Landrat: Müssen weg vom Billig-Image

Landrat Hermann Hübner stellte fest, das der Stellenwert des Tourismus maßlos unterschätzt werde und sagte: „Wir kämpfen nicht gegen Windmühlenflügel.“ Staunen erregend war die Zahl, die Hübner für Fichtelgebirge und Bayreuth nannte: Dort würden dank des Fremdenverkehrs 750 Millionen Euro umgesetzt. Was Hübner zuwieder ist, hörte man auch deutlich: „Das tolle Preis-Leistungsverhältnis - ich kann es nicht mehr hören.“ Oberfranken habe ein Billigregion-Image, doch „Billigpreise sind von gestern“. Das Ziel müsse ein Ganzjahres-Tourismus sein. In der Fränkischen Schweiz etwa sei zwischen Oktober und März eher wenig los, „dann kommen die Osterbrunnen, und dann läuft’s“.

Ob die Wirtschaftsvertreter in den zwei Stunden die Probleme und Potenziale der Oberfränkischen Wirtschaft durchdrungen haben?
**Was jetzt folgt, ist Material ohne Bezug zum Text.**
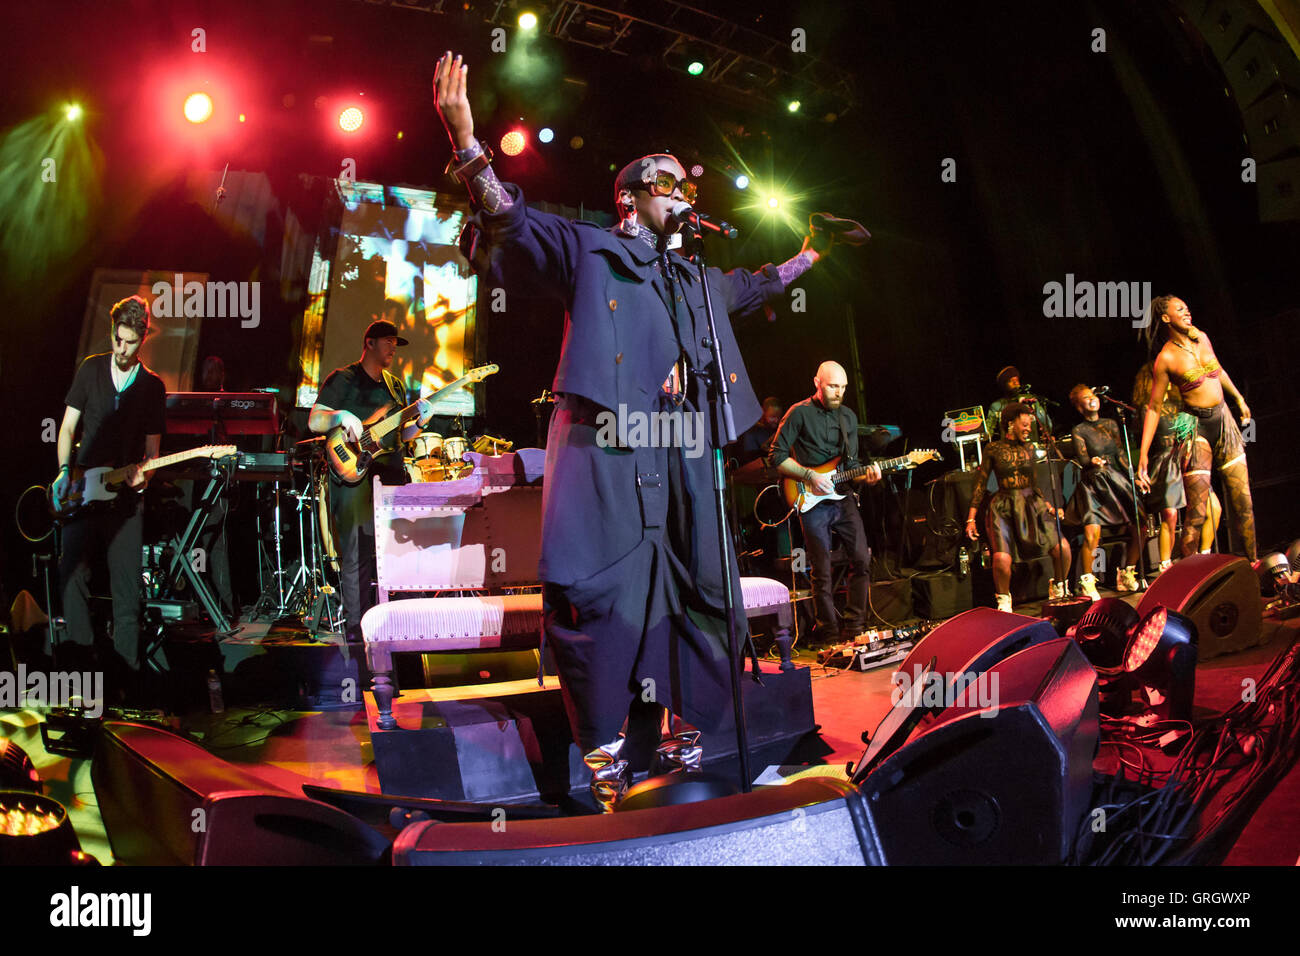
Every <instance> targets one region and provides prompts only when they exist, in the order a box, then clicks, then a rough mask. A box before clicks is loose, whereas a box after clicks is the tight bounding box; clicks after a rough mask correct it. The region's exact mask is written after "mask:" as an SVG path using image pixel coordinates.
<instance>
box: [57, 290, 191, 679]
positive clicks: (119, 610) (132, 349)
mask: <svg viewBox="0 0 1300 956" xmlns="http://www.w3.org/2000/svg"><path fill="white" fill-rule="evenodd" d="M109 320H110V323H112V325H110V328H112V332H110V336H112V343H113V350H112V351H110V352H100V354H98V355H90V356H87V358H86V359H85V360H83V362H82V363H81V367H79V368H78V369H77V376H75V377H74V378H73V384H72V388H70V389H68V397H66V398H65V399H64V405H65V408H64V420H62V424H61V425H60V428H59V475H57V477H56V479H55V481H53V486H52V489H51V490H52V493H53V496H55V497H56V498H59V499H64V498H65V497H66V494H68V489H69V483H70V475H69V472H70V470H72V467H73V464H75V466H78V467H81V468H98V467H103V466H108V467H113V468H117V467H122V466H125V464H129V463H131V462H143V460H144V459H147V458H156V457H157V454H159V444H160V442H161V440H162V429H164V424H165V423H164V419H165V412H166V386H165V385H164V384H162V380H161V378H159V376H156V375H155V373H153V372H151V371H149V369H148V368H146V367H144V363H143V362H140V356H139V351H140V346H142V345H143V342H144V337H146V336H148V333H149V307H148V303H147V302H146V300H144V299H143V298H140V297H139V295H131V297H130V298H126V299H122V300H121V302H118V303H116V304H114V306H113V308H112V310H110V312H109ZM78 431H79V433H81V445H77V446H75V449H74V442H75V440H77V434H78ZM146 484H147V473H146V472H144V471H142V470H140V468H139V467H136V468H134V470H133V471H131V473H130V475H129V477H127V485H129V486H130V489H134V490H129V489H123V490H121V492H120V493H118V494H117V497H116V498H114V499H113V501H110V502H107V503H105V505H104V506H103V507H100V509H99V510H95V509H87V510H86V511H83V512H81V514H79V515H77V516H74V518H72V519H70V520H69V522H68V523H66V524H65V525H64V532H62V557H61V559H60V562H59V571H60V579H61V580H62V601H64V618H65V619H66V620H68V636H69V639H70V640H72V641H73V644H75V645H85V646H90V645H92V644H94V635H92V631H91V619H90V606H88V597H90V572H91V568H90V562H91V561H92V558H94V557H95V555H96V554H99V553H103V554H104V555H105V557H107V558H108V572H109V581H110V587H112V593H113V649H114V652H116V661H112V663H114V665H116V666H114V667H108V669H105V670H107V671H108V672H107V675H105V676H107V679H109V680H122V682H123V683H120V684H118V691H117V692H114V693H120V692H121V691H127V693H131V692H133V691H134V689H138V688H129V687H123V684H125V683H131V680H129V679H126V678H125V674H123V669H126V670H127V671H136V670H138V667H139V643H140V557H142V551H143V546H142V545H143V497H142V494H140V492H143V490H144V485H146Z"/></svg>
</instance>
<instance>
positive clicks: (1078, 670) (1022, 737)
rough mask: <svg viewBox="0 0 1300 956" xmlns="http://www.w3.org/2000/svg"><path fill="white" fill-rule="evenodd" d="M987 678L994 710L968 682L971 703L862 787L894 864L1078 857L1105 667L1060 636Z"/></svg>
mask: <svg viewBox="0 0 1300 956" xmlns="http://www.w3.org/2000/svg"><path fill="white" fill-rule="evenodd" d="M980 680H983V682H985V685H987V688H988V689H989V691H992V695H991V696H992V698H993V700H995V704H993V705H992V706H979V704H978V702H974V701H972V700H971V697H974V696H976V695H972V693H971V691H974V688H967V695H969V696H967V701H966V702H958V704H956V705H954V706H950V708H948V709H946V710H944V711H943V714H940V715H939V718H937V719H936V721H935V723H933V724H931V727H930V728H928V730H926V731H924V732H923V734H920V735H919V736H917V737H915V739H913V740H911V741H910V743H907V745H906V747H904V748H902V749H900V750H897V752H894V753H893V754H891V756H889V757H887V758H885V760H884V761H883V762H881V763H880V765H879V766H876V769H875V770H874V771H871V773H870V774H868V775H867V777H866V779H863V780H862V782H861V784H859V786H861V787H862V792H863V796H865V797H866V801H867V805H868V806H870V808H871V817H872V823H871V831H872V832H876V834H879V839H880V847H881V851H883V856H884V860H885V861H887V862H888V864H891V865H984V866H988V865H1008V864H1013V865H1015V864H1018V865H1056V864H1062V862H1066V861H1067V860H1069V858H1070V856H1071V849H1073V847H1074V843H1075V839H1076V836H1078V832H1079V829H1080V825H1082V823H1083V819H1084V817H1086V814H1087V813H1088V809H1089V805H1091V803H1092V761H1093V757H1095V756H1096V752H1097V741H1099V721H1097V675H1096V671H1095V670H1093V667H1092V665H1089V663H1088V661H1087V658H1086V657H1084V656H1083V652H1082V650H1079V648H1078V645H1075V643H1074V641H1073V640H1069V639H1063V637H1058V639H1056V640H1052V641H1045V643H1043V644H1036V645H1034V646H1030V648H1026V649H1024V650H1021V652H1019V653H1017V654H1013V656H1010V657H1008V658H1006V659H1004V661H1000V662H998V663H995V665H992V666H991V667H989V669H988V670H987V671H984V674H983V675H982V676H980ZM979 696H980V697H983V696H984V693H983V692H980V695H979Z"/></svg>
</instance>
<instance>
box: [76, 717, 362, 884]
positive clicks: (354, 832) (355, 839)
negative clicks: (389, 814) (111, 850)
mask: <svg viewBox="0 0 1300 956" xmlns="http://www.w3.org/2000/svg"><path fill="white" fill-rule="evenodd" d="M91 782H92V783H94V786H95V796H96V799H98V801H99V812H100V816H101V817H103V819H104V829H105V830H107V832H108V842H109V845H112V848H113V857H114V860H116V861H117V862H120V864H127V865H146V866H187V865H191V864H195V862H200V861H205V862H208V864H244V865H255V864H272V862H274V864H286V865H287V864H300V865H318V864H329V862H334V864H367V862H376V861H377V860H378V858H380V857H381V856H382V853H385V852H386V849H387V843H386V842H385V840H382V838H381V836H380V835H378V834H377V832H376V831H374V830H372V829H370V827H367V826H365V825H364V823H361V822H360V821H357V819H356V818H354V817H351V816H348V814H346V813H343V812H342V810H338V809H335V808H333V806H328V805H325V804H320V803H316V801H312V800H307V799H305V797H298V796H294V795H291V793H283V792H281V793H276V792H268V788H266V782H265V780H264V779H261V778H259V777H255V775H253V774H251V773H248V771H247V770H244V769H243V767H239V766H237V765H235V763H230V762H227V761H224V760H221V758H220V757H214V756H212V754H211V753H208V752H207V750H204V749H203V748H201V747H199V745H198V744H195V743H194V741H191V740H187V739H185V737H182V736H178V735H175V734H169V732H166V731H164V730H160V728H157V727H149V726H146V724H138V723H125V722H112V721H105V722H104V724H103V727H101V732H100V735H99V741H98V743H96V747H95V757H94V761H92V763H91Z"/></svg>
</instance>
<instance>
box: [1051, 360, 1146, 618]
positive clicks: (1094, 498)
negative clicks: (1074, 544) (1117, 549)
mask: <svg viewBox="0 0 1300 956" xmlns="http://www.w3.org/2000/svg"><path fill="white" fill-rule="evenodd" d="M1070 403H1071V405H1074V407H1075V408H1076V410H1078V411H1079V414H1080V415H1082V416H1083V421H1080V423H1079V424H1078V425H1075V427H1074V429H1071V432H1070V436H1071V438H1073V440H1074V455H1075V460H1076V462H1079V466H1080V467H1082V468H1083V476H1082V477H1080V480H1079V484H1076V485H1075V488H1074V496H1073V497H1071V498H1070V505H1069V507H1067V509H1066V512H1065V520H1066V522H1069V523H1070V524H1082V525H1083V550H1082V551H1080V553H1079V567H1080V570H1082V574H1080V575H1079V591H1080V593H1082V594H1083V596H1084V597H1089V598H1092V600H1093V601H1096V600H1099V598H1100V597H1101V594H1099V593H1097V578H1096V575H1093V574H1092V559H1093V555H1095V554H1096V551H1097V544H1099V542H1100V541H1101V529H1102V527H1108V528H1123V529H1125V532H1126V533H1127V536H1128V544H1127V550H1126V554H1125V567H1122V568H1119V570H1118V571H1117V572H1115V591H1128V592H1132V591H1138V570H1136V564H1138V554H1139V551H1140V550H1141V544H1140V541H1139V537H1138V514H1136V510H1135V498H1134V486H1132V481H1130V480H1128V458H1127V457H1126V455H1125V440H1123V434H1121V432H1119V425H1118V424H1115V421H1114V420H1113V419H1104V418H1101V415H1100V410H1101V399H1100V398H1097V395H1096V394H1093V392H1092V389H1091V388H1088V386H1087V385H1075V386H1074V388H1073V389H1071V390H1070Z"/></svg>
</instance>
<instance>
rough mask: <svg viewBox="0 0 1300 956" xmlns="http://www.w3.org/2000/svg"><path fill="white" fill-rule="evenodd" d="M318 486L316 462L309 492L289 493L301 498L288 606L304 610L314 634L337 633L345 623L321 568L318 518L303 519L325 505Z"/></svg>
mask: <svg viewBox="0 0 1300 956" xmlns="http://www.w3.org/2000/svg"><path fill="white" fill-rule="evenodd" d="M317 484H318V483H317V476H316V467H315V463H313V466H312V470H311V475H309V484H308V490H305V492H290V494H291V496H292V497H294V498H298V551H299V564H298V574H296V575H295V576H294V580H292V581H291V583H290V585H289V588H290V593H289V597H287V598H286V604H287V605H289V606H290V607H302V609H303V610H302V613H303V617H304V619H305V623H307V626H308V628H309V630H311V631H312V633H316V632H317V631H320V630H325V631H330V632H337V631H338V630H339V627H341V626H342V623H343V618H342V607H339V606H338V598H337V597H335V593H337V592H335V591H334V588H333V587H330V584H329V581H326V580H325V568H324V567H321V562H320V554H321V550H322V549H321V542H320V531H318V528H320V525H318V524H317V516H316V515H315V514H311V515H309V516H308V518H307V519H305V522H304V519H303V515H304V514H305V512H309V511H312V509H318V507H322V506H324V505H322V502H321V501H320V499H318V498H317V493H316V488H317ZM304 524H305V527H304ZM308 535H309V536H311V538H309V540H311V549H309V550H311V558H308V545H307V542H308ZM321 622H326V627H324V628H321V627H320V624H321Z"/></svg>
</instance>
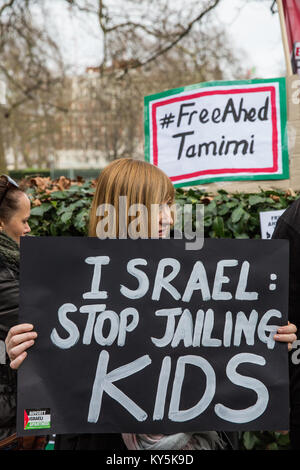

Es durften zum Ende hin Fragen aus dem Publikum gestellt werden. Ein Zuhörer nannte die Zahl von zehn Thermen in der Umgebung, die weltweit vielleicht höchste Thermendichte - „ein Hammerargument“. Für den Tourismus, meinte er vermutlich. Dabei belegt es vor allem die Feststellung, dass Oberfrankens Tourismusziele nach wie vor zur Kirchturmpolitik neigen und Thermen auch dort bauen, wo nicht unbedingt großer Bedarf ist.